The jury is out on whether we passed or not…
Has the Reality of Biden’s Fitness Really Changed?
In a painfully short period of time, media and pundits have gone from dismissing any coverage that questions Biden’s health (most notably The Wall Street Journal’s June expose on the topic) to the pendulum swinging toward an urgent plea that POTUS must abandon his reelection campaign.
In fact, it was only a couple of weeks ago that I wrote about the dangers of the White House calling videos of Biden’s European trip “cheapfakes” at a time when we are actually at risk of being confused by AI-generated/manipulated video and image content.
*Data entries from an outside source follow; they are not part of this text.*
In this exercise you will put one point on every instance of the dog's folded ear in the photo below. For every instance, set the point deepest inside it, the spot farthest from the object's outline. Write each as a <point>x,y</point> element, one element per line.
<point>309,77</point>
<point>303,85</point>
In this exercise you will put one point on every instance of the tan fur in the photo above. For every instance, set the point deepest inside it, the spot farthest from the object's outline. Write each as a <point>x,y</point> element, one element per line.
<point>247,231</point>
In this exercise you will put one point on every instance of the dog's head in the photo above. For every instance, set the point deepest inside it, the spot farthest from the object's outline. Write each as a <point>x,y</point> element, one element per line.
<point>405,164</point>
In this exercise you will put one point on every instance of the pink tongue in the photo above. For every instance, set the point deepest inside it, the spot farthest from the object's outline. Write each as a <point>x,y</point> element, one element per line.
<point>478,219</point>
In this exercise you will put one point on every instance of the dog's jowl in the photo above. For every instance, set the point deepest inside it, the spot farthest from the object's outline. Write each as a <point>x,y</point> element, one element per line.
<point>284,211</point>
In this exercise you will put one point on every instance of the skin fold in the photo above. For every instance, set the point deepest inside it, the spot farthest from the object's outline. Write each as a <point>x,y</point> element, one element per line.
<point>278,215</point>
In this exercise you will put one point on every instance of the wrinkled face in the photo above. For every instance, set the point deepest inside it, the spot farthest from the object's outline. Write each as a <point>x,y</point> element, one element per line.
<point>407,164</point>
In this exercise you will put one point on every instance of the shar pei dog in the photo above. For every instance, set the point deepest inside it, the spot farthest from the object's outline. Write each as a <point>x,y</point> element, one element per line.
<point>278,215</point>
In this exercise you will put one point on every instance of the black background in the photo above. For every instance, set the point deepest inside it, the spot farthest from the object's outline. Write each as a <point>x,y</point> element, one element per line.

More below ⤵️
The point is not the substance of the debate per se, but instead how we have gotten from there to here in such a short and dizzying amount of time.
The hope should be that we get back to taking in facts and formulating our own opinions rather than co-opting the opinions of others and considering it to be factual in the name of loyalty or tribalism…
The Humanoids are Coming
For all of the election news you’d be forgiven for missing the (mostly trade) coverage of Morgan Stanley’s report on millions of humanoids joining us over the next decade or so. I wrote this week about how we should begin to consider a world shared with these new robotic neighbors… ⤵️
If you think this isn’t something to worry about today you’d definitely be mistaken. Unfortunately chatbots have already exposed us to a very complex emotional response that we as humans have to anthropomorphic machines. And the risk is right now.
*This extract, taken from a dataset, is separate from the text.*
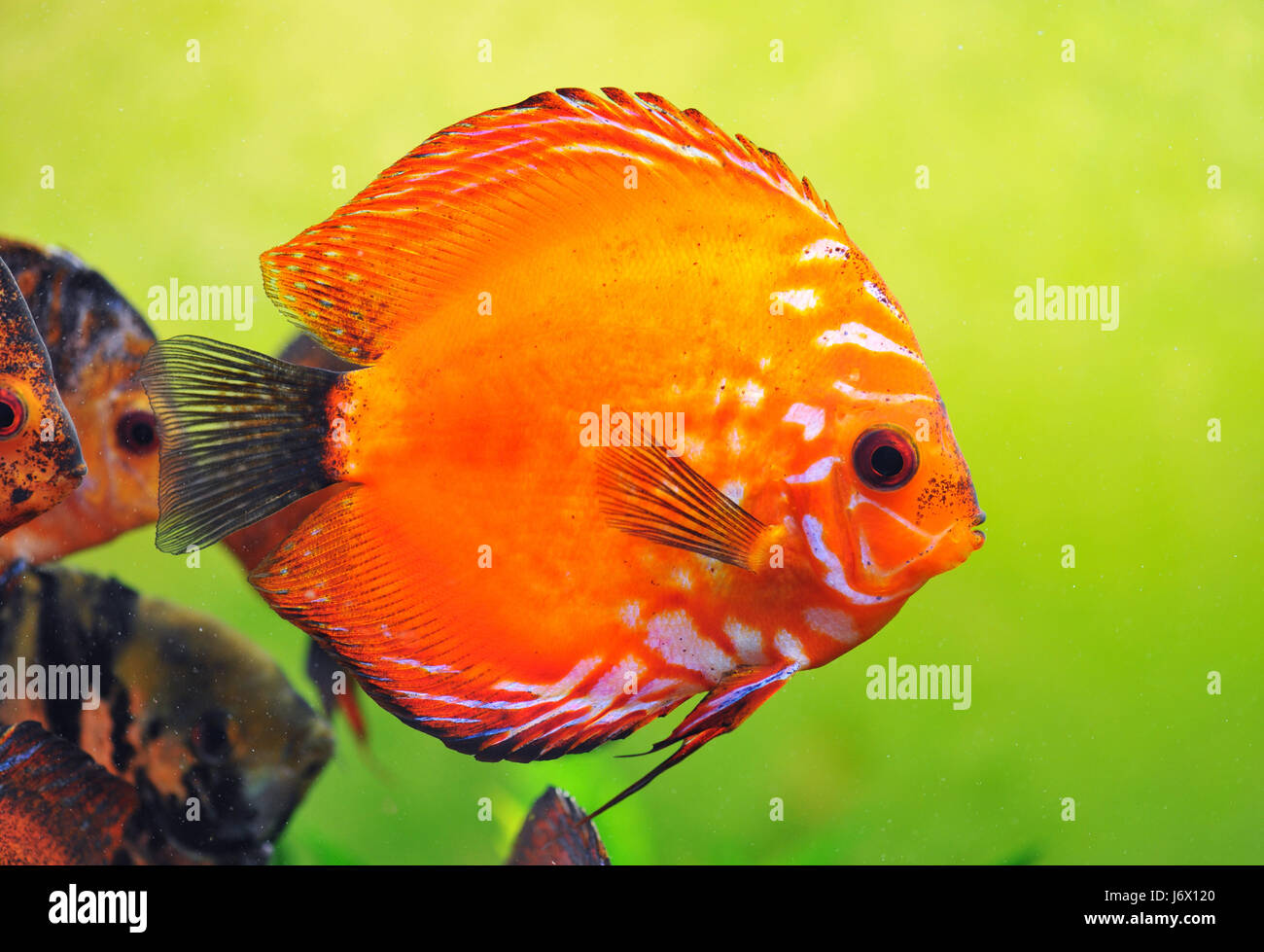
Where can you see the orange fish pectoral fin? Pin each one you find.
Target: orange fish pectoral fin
(724, 707)
(650, 493)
Professor Shannon Vallor at the University of Edinburgh explains this challenge in a fantastic interview with Techpolicy.press (highly recommend a read of the full exchange):
I think where we're at today is actually quite a dangerous place because we have in many ways an often seamless appearance of human-like agency because of the language capability of these systems. And yet in some respects, these tools are no more like human agents than old style chatbots or calculators. They don't have consciousness, they don't have sentience, they don't have emotion or feeling or a literal experience of the world, but they can say that they do and that they feel things, want things, that they want to help us, for example. And they can do so in such convincing ways that it will be really unnatural feeling for people to treat them as mere tools.
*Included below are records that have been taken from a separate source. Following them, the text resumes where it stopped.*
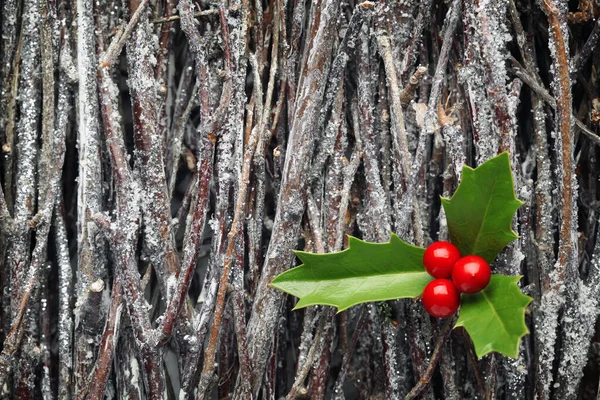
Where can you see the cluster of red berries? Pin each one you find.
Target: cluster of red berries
(469, 274)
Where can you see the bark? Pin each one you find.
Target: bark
(162, 159)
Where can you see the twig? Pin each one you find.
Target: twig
(584, 54)
(435, 356)
(291, 201)
(409, 91)
(108, 59)
(400, 139)
(65, 318)
(106, 349)
(308, 362)
(198, 14)
(547, 97)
A Good Reminder About Fact Finding
An old friend works at historical records company Find My Past and this week she reminded me of how much rich historical data is available online. As much as we rely on social media and online news to inform our opinions we’d be smart to supplement it with primary source material.
It’s a great exercise in counteracting the influence of media, including a future led by AI-driven news content.
It will take more work, but there is no other way… identifying what is factual will come from us individually in the future. It’s going to get harder, so teaching kids now how to use solid research skills to determine one’s position is a great start.